Can you guys recommend a platform that will make life easier to develop simple mobile web apps for iOS and Android? I was looking at Sencha, but I know there are quite a few others. Also, what's an easy payment option to integrate?
Tnx
======
eyalfx
From a quick look it seems like phonegap is used for making appStore apps. I
was thinking of building a mobile web browser app. That's why I was looking at
Sencha, which apparently uses phonegap to access data on the phone.
[http://www.sencha.com/learn/Tutorial:A_Sencha_Touch_MVC_appl...](http://www.sencha.com/learn/Tutorial:A_Sencha_Touch_MVC_application_with_PhoneGap)

------
britman
Just to add a combination of jquerymobile and phonegap has allowed us to
deliver native iphone, ipad, android and mobile web app from the same
codebase. Pretty sweet.

------
nextparadigms
Maybe this will help, too:

<http://html5boilerplate.com/mobile/>

------
olalonde
Check out <http://www.phonegap.com/>

------
mdolon
jQuery Mobile is very easy to pick up and pretty efficient for simple apps:
<http://jquerymobile.com/>

------
dreamdu5t
If you're used to web development and in specific manipulating the DOM with
jQuery, then you might be more comfortable with jQuery Mobile.

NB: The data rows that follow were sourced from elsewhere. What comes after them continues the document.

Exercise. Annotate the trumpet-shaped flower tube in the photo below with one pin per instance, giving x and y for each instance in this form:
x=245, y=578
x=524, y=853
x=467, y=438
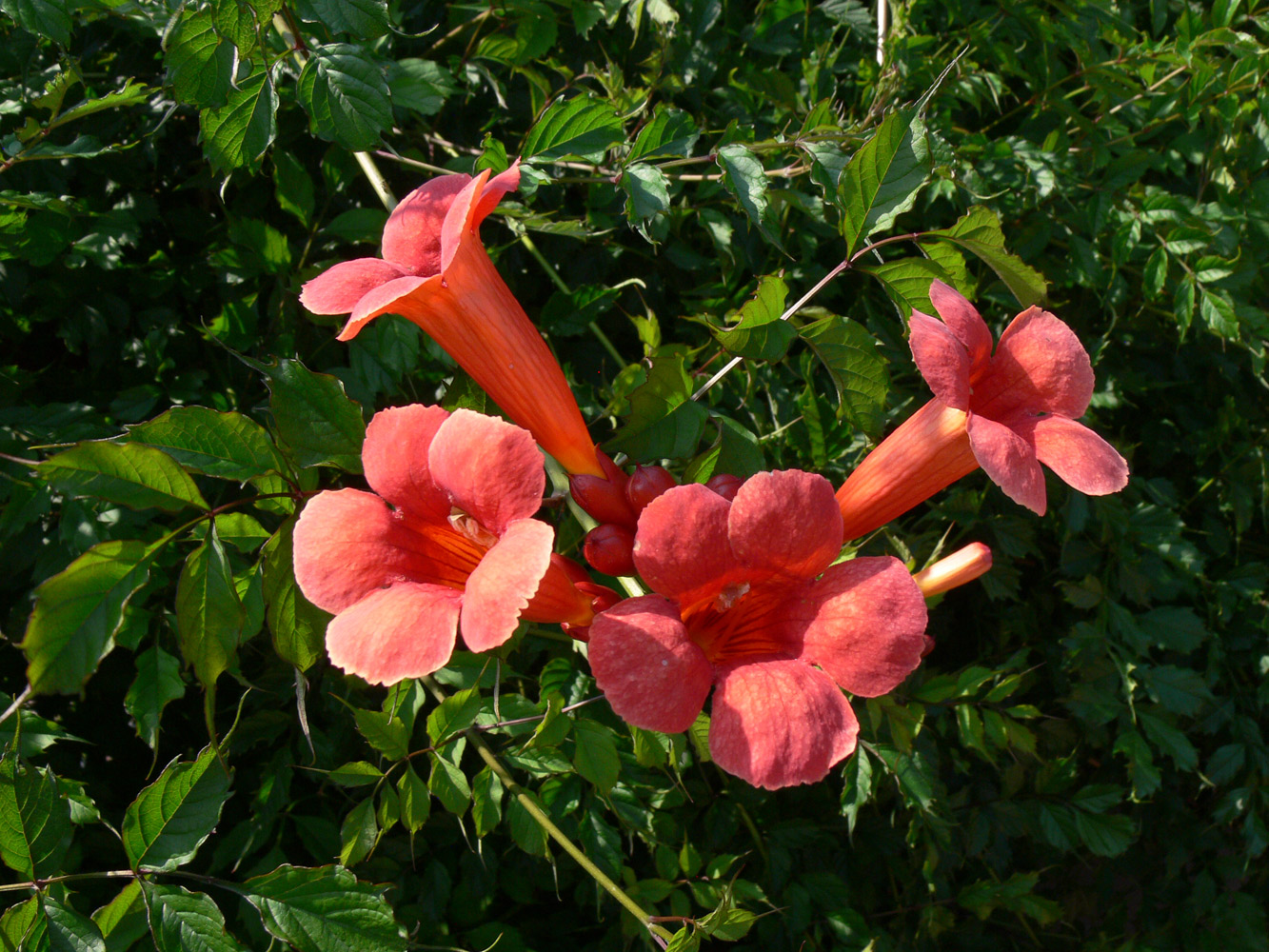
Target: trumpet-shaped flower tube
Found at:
x=750, y=605
x=1006, y=411
x=446, y=544
x=435, y=273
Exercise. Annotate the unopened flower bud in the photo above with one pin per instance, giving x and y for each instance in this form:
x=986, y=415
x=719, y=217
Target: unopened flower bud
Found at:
x=646, y=484
x=962, y=566
x=610, y=548
x=724, y=486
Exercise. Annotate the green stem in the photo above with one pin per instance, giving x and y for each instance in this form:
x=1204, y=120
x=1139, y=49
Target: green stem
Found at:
x=532, y=807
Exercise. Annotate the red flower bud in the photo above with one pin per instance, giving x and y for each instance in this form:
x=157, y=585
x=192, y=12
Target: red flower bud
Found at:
x=610, y=548
x=646, y=484
x=724, y=486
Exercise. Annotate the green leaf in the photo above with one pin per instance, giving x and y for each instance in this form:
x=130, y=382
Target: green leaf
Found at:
x=79, y=611
x=164, y=826
x=362, y=18
x=883, y=177
x=129, y=474
x=324, y=909
x=486, y=802
x=979, y=232
x=157, y=684
x=670, y=132
x=69, y=931
x=664, y=423
x=744, y=178
x=315, y=417
x=449, y=786
x=858, y=372
x=199, y=63
x=346, y=95
x=225, y=445
x=595, y=756
x=759, y=333
x=186, y=922
x=34, y=821
x=208, y=612
x=237, y=135
x=583, y=128
x=45, y=18
x=386, y=734
x=453, y=715
x=297, y=626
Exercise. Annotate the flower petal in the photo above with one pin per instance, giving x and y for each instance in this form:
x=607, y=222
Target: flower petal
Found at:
x=863, y=624
x=644, y=662
x=682, y=545
x=1009, y=461
x=942, y=360
x=395, y=456
x=404, y=631
x=963, y=320
x=1040, y=367
x=411, y=236
x=1079, y=456
x=490, y=468
x=504, y=582
x=780, y=723
x=338, y=289
x=397, y=296
x=785, y=522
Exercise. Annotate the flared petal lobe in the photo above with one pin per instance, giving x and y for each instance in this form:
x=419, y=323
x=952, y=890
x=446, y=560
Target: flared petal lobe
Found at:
x=780, y=723
x=490, y=468
x=499, y=588
x=787, y=524
x=863, y=624
x=652, y=674
x=395, y=459
x=404, y=631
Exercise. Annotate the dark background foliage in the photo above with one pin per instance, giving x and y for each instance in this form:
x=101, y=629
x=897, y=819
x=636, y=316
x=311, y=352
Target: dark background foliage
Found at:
x=1079, y=764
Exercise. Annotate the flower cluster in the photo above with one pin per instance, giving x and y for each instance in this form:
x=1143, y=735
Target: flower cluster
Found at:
x=750, y=598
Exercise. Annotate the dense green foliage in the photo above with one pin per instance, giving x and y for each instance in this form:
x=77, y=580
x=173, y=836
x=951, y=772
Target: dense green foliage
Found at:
x=1081, y=764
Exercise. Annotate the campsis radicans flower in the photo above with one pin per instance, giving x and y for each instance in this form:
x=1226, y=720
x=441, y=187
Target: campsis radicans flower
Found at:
x=446, y=544
x=435, y=273
x=1006, y=411
x=749, y=605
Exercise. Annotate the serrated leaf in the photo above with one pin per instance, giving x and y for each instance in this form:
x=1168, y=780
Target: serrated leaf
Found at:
x=157, y=684
x=346, y=95
x=69, y=931
x=45, y=18
x=34, y=821
x=324, y=909
x=208, y=612
x=237, y=135
x=858, y=372
x=664, y=423
x=129, y=474
x=583, y=126
x=883, y=177
x=297, y=626
x=199, y=63
x=670, y=132
x=759, y=333
x=595, y=754
x=186, y=922
x=315, y=417
x=79, y=611
x=225, y=445
x=164, y=826
x=453, y=715
x=744, y=178
x=979, y=232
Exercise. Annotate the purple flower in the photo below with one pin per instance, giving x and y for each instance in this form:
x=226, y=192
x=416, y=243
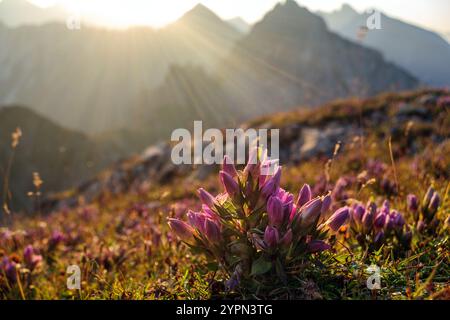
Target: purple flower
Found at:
x=310, y=212
x=197, y=220
x=428, y=196
x=229, y=167
x=229, y=183
x=326, y=204
x=212, y=231
x=338, y=219
x=181, y=229
x=315, y=246
x=434, y=202
x=272, y=185
x=31, y=258
x=369, y=216
x=398, y=220
x=380, y=220
x=287, y=238
x=275, y=211
x=358, y=213
x=206, y=198
x=379, y=238
x=56, y=238
x=412, y=203
x=304, y=195
x=271, y=237
x=10, y=269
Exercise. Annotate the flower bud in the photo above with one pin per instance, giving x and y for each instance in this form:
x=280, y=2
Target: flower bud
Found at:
x=399, y=221
x=421, y=226
x=369, y=216
x=212, y=231
x=181, y=229
x=315, y=246
x=271, y=237
x=427, y=197
x=380, y=221
x=412, y=203
x=197, y=220
x=275, y=211
x=326, y=204
x=229, y=183
x=434, y=203
x=229, y=167
x=338, y=219
x=310, y=212
x=379, y=238
x=287, y=238
x=358, y=213
x=31, y=258
x=272, y=185
x=304, y=195
x=206, y=198
x=385, y=208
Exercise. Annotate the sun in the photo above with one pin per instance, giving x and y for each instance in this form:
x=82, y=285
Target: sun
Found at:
x=124, y=13
x=120, y=13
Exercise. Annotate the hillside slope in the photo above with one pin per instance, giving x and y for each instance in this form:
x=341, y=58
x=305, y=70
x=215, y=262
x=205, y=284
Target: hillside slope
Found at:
x=424, y=53
x=62, y=157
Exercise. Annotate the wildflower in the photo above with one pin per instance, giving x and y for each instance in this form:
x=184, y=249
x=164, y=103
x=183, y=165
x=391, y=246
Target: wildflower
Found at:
x=257, y=223
x=229, y=167
x=304, y=195
x=31, y=258
x=271, y=237
x=326, y=204
x=434, y=203
x=272, y=185
x=311, y=212
x=358, y=213
x=275, y=211
x=339, y=218
x=206, y=198
x=229, y=184
x=315, y=246
x=181, y=229
x=212, y=231
x=412, y=203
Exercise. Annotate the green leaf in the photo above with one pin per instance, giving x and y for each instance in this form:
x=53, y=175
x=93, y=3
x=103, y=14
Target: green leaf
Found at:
x=261, y=266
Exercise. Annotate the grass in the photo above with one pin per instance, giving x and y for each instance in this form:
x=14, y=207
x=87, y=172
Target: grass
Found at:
x=125, y=249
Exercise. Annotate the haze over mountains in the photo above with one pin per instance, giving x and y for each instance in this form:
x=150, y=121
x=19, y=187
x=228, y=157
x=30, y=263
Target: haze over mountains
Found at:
x=111, y=93
x=423, y=53
x=87, y=79
x=14, y=13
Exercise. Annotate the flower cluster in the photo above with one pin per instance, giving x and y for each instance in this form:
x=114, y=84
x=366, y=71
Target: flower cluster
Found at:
x=255, y=227
x=374, y=226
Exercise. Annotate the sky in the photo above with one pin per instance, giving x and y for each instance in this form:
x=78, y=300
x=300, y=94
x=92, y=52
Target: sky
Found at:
x=432, y=14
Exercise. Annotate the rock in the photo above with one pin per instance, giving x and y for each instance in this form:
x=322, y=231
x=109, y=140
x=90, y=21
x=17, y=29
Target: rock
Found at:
x=315, y=142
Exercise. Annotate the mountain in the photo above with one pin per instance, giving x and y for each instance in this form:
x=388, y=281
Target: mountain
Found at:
x=416, y=121
x=18, y=12
x=62, y=157
x=88, y=79
x=240, y=24
x=290, y=58
x=188, y=93
x=423, y=53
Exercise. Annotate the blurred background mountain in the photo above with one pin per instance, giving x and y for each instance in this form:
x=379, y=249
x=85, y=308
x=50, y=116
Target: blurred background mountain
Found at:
x=97, y=95
x=422, y=52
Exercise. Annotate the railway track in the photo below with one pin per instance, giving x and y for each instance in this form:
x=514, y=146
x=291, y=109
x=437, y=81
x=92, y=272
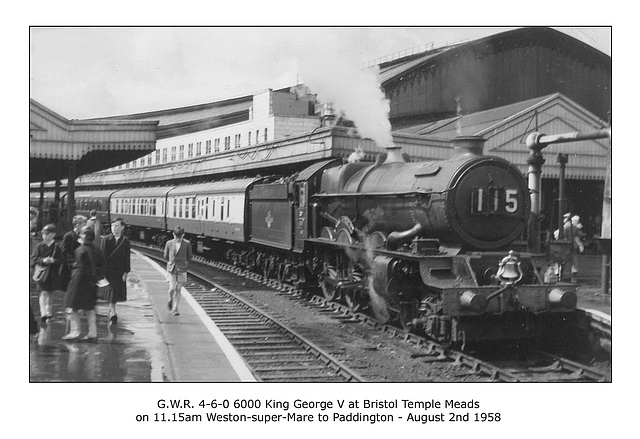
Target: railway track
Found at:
x=276, y=352
x=272, y=351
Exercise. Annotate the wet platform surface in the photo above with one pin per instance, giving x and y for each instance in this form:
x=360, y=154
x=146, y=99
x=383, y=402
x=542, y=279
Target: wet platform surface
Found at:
x=148, y=344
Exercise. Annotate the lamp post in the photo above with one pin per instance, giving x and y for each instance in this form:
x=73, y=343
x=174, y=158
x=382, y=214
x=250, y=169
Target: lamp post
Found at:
x=536, y=142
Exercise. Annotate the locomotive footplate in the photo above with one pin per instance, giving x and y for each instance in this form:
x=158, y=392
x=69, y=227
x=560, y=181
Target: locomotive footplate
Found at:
x=536, y=299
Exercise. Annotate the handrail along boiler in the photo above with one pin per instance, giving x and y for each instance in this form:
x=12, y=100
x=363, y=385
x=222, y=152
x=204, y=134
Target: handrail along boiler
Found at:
x=429, y=243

If you're a programmer who's experienced with MVC and building native
applications, then go with Sencha Touch.

Sencha/Ext is far more robust than jQuery Mobile, and in an object-oriented,
programmatic fashion defines your application, with Sencha taking care of the
DOM for you.

I highly recommend this tutorial to get a feel for how Sencha's MVC works:
[http://www.sencha.com/learn/Tutorial:A_Sencha_Touch_MVC_appl...](http://www.sencha.com/learn/Tutorial:A_Sencha_Touch_MVC_application_with_PhoneGap)